Neylerse Güzel Eyler

11.1K 1.4K 695
                                    

İki akşam geçmişti...
Kahraman 'ı görmeden geçirdiği  iki koca akşam.

Alpay üçüncü günün öğle vaktinde artık hasrete dayanamayıp eriyen karlar arasında bilinçsizce arşınlamıştı ezbere bildiği yolu . Otomatiğe bağlamış bir robot gibi yürürken botları altındaki kar kütlesini eziyordu.

Güzel gözlüsü evde yoktu ama  ne demişlerdi? Leyla'nın sokağındaki köpeğin gözlerinden öper Mecnun...

Hoş,Kahraman'in sokağındaki köpeğin ta kendisiydi ya o,neyse.

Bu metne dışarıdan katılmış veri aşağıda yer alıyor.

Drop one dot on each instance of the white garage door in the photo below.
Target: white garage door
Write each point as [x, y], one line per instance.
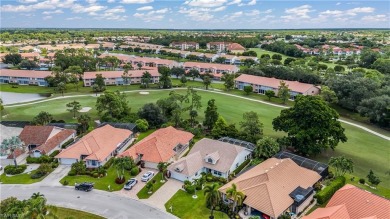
[67, 161]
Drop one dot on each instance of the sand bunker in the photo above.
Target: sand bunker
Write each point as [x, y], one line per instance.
[85, 109]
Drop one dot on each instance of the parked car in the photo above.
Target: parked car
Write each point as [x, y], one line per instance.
[85, 186]
[147, 176]
[130, 183]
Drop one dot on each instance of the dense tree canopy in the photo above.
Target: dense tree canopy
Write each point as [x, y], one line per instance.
[311, 125]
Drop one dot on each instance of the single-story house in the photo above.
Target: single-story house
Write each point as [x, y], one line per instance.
[41, 140]
[97, 147]
[351, 202]
[209, 156]
[274, 187]
[164, 145]
[115, 77]
[262, 84]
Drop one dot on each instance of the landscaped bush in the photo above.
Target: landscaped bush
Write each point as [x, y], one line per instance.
[324, 195]
[12, 170]
[134, 171]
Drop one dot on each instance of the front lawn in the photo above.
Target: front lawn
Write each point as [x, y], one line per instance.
[100, 183]
[143, 193]
[66, 213]
[185, 207]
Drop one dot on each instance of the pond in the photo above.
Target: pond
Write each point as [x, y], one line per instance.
[10, 97]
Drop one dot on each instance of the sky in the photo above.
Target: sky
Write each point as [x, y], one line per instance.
[195, 14]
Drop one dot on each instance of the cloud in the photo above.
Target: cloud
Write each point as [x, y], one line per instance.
[205, 3]
[375, 18]
[136, 1]
[58, 11]
[145, 8]
[73, 18]
[156, 15]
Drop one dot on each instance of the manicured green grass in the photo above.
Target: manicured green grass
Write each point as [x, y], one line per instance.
[185, 207]
[67, 213]
[143, 193]
[24, 178]
[367, 151]
[100, 183]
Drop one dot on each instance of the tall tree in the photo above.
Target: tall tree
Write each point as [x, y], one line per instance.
[74, 107]
[252, 127]
[236, 195]
[43, 118]
[84, 120]
[284, 92]
[10, 145]
[165, 79]
[211, 114]
[341, 165]
[311, 125]
[213, 197]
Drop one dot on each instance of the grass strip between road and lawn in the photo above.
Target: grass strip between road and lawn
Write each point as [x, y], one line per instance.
[143, 193]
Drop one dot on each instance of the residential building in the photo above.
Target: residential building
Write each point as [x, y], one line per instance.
[262, 84]
[115, 77]
[274, 187]
[351, 202]
[24, 77]
[41, 140]
[97, 147]
[209, 156]
[185, 45]
[164, 145]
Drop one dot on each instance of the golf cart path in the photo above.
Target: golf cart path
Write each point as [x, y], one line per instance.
[210, 91]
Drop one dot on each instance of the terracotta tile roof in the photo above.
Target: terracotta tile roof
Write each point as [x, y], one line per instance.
[35, 135]
[267, 186]
[96, 145]
[360, 204]
[24, 73]
[55, 140]
[273, 82]
[158, 146]
[118, 74]
[222, 152]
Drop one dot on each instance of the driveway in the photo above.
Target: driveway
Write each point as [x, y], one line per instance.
[133, 192]
[164, 193]
[106, 204]
[53, 179]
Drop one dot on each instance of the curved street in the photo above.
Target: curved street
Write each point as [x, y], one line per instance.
[106, 204]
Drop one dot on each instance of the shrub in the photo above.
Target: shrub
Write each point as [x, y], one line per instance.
[72, 173]
[134, 171]
[324, 195]
[12, 170]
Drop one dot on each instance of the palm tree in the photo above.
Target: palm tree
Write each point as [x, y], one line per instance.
[213, 197]
[236, 195]
[122, 163]
[11, 145]
[84, 119]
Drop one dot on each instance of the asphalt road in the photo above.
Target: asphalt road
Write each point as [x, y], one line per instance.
[109, 205]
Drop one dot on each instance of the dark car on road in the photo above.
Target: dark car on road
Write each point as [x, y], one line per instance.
[86, 187]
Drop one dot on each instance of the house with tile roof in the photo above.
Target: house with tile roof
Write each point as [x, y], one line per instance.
[164, 145]
[209, 156]
[261, 84]
[271, 189]
[97, 147]
[40, 140]
[351, 202]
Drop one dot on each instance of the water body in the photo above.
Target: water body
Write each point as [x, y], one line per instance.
[10, 97]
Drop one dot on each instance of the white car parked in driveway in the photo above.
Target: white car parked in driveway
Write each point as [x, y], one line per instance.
[147, 176]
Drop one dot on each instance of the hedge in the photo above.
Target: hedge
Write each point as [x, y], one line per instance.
[324, 195]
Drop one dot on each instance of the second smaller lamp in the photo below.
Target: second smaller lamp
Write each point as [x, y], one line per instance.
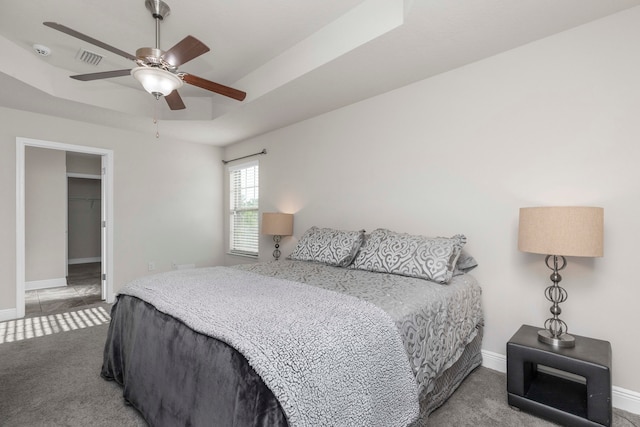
[277, 224]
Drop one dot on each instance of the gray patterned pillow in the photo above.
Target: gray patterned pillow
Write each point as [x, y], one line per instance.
[465, 263]
[431, 258]
[328, 246]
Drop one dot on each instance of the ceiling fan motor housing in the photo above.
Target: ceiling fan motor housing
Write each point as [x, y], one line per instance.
[158, 9]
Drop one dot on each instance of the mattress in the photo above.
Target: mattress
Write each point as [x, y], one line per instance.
[435, 321]
[175, 375]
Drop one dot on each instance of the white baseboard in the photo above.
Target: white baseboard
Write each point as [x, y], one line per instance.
[624, 399]
[84, 260]
[44, 284]
[8, 314]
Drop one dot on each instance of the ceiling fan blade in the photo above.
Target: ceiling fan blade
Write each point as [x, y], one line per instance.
[186, 50]
[88, 39]
[214, 87]
[101, 75]
[174, 100]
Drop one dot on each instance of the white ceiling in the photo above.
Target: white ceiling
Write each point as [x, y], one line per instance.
[295, 59]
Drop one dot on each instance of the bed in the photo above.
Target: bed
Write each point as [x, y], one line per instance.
[375, 337]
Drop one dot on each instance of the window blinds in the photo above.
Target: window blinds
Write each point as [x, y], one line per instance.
[244, 197]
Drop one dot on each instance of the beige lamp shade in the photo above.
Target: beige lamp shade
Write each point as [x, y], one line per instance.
[277, 224]
[562, 230]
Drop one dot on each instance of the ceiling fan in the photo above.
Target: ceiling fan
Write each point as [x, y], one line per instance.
[157, 70]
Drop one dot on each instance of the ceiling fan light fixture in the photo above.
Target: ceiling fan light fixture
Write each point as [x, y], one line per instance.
[156, 80]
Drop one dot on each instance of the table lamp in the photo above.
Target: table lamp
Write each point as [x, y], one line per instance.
[277, 224]
[558, 232]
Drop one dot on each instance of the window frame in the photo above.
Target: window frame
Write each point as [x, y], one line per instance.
[235, 186]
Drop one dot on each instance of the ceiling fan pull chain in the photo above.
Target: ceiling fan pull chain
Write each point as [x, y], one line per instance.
[155, 117]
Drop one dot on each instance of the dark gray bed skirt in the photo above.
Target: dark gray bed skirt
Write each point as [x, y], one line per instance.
[212, 384]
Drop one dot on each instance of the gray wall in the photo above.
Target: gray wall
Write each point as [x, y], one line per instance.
[554, 122]
[84, 217]
[45, 215]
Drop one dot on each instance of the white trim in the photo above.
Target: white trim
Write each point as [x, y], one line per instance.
[8, 314]
[82, 175]
[45, 284]
[85, 260]
[107, 155]
[627, 400]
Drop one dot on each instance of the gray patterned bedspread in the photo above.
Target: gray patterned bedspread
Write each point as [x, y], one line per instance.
[435, 321]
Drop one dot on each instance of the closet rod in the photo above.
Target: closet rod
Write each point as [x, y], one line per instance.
[264, 151]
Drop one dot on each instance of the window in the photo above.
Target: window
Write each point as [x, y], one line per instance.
[243, 203]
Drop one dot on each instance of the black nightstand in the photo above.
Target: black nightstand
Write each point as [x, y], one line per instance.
[544, 393]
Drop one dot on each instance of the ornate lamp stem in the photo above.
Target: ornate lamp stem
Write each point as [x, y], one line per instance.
[276, 252]
[555, 332]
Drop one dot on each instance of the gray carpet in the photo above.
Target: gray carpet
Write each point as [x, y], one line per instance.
[53, 380]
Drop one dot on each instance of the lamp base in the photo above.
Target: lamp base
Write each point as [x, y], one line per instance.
[563, 341]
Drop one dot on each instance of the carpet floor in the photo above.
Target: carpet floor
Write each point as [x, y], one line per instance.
[50, 376]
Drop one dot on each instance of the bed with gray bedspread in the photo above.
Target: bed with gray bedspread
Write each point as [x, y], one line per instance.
[176, 376]
[351, 330]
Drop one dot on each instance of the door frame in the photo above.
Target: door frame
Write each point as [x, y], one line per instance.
[107, 179]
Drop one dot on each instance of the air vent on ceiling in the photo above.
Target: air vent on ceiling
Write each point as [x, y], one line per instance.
[88, 57]
[41, 50]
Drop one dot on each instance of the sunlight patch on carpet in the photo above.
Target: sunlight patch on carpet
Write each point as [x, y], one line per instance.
[33, 327]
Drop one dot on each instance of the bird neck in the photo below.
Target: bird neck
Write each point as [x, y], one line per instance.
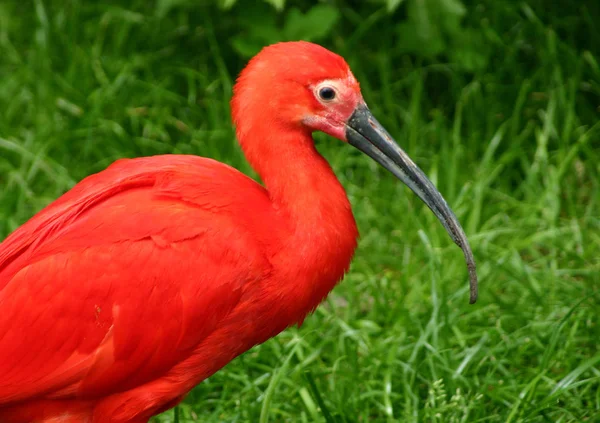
[302, 187]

Genişce bir saksının kenarına oturup bahçedeki çiçekler arasında oturdu.  Alpay soğuktan titrerken ,çenesi birbirine vuruyordu. Aradan geçen bir saatin ardından,bahce kapısının aralanmasıyla elindeki poşeti koluna doğru sıyıran Kahraman ,bir saksı köşesinde kendine yuva edinmiş yeşil gözlüsüne baktı.

"Alpay,paşam bu ne hal?" dedi ona ilerlerken.  Alpay aceleyle doğrulup Kahraman 'a yürüdüğünde uyuşuk bacakları sendelemesine ve yere düşmesine neden oldu.

"Lan deli soyka buz kesmişsin bu ne hal" diye kükredi Kahraman onu yerden kaldırıp omuzlarken. Alpay dolu dolu gözlerle "Neredesin üç gündür Kahraman,neden yoktun" diyerek burnunu çekti.

Çocukken,bazı günler Diyarbakır'da yaşayan teyzelerini ziyarete giderdi Kahraman, Alpay yine böyle yapardı. Evinin önüne gelip bir köşede oturur uslu uslu Kahraman'ı beklerdi.

"Canımı yoluna koyduğumun manyağı,geç içeri Allah için" diyip kapıyı itekledi Kahraman.

Yesil gözlüsü, onu bir ördek yavrusu gibi takip ederken sıcak eve giriş yaptılar. Kahraman mutfağa bıraktığı poşeti adeta tezgaha  savururken koşup aceleyle ocağı yaktı.

Alpay'ın saçlarının kokusunu içine çekerek öperken ellerini ocak ateşi üzerindeki ısıya tuttu.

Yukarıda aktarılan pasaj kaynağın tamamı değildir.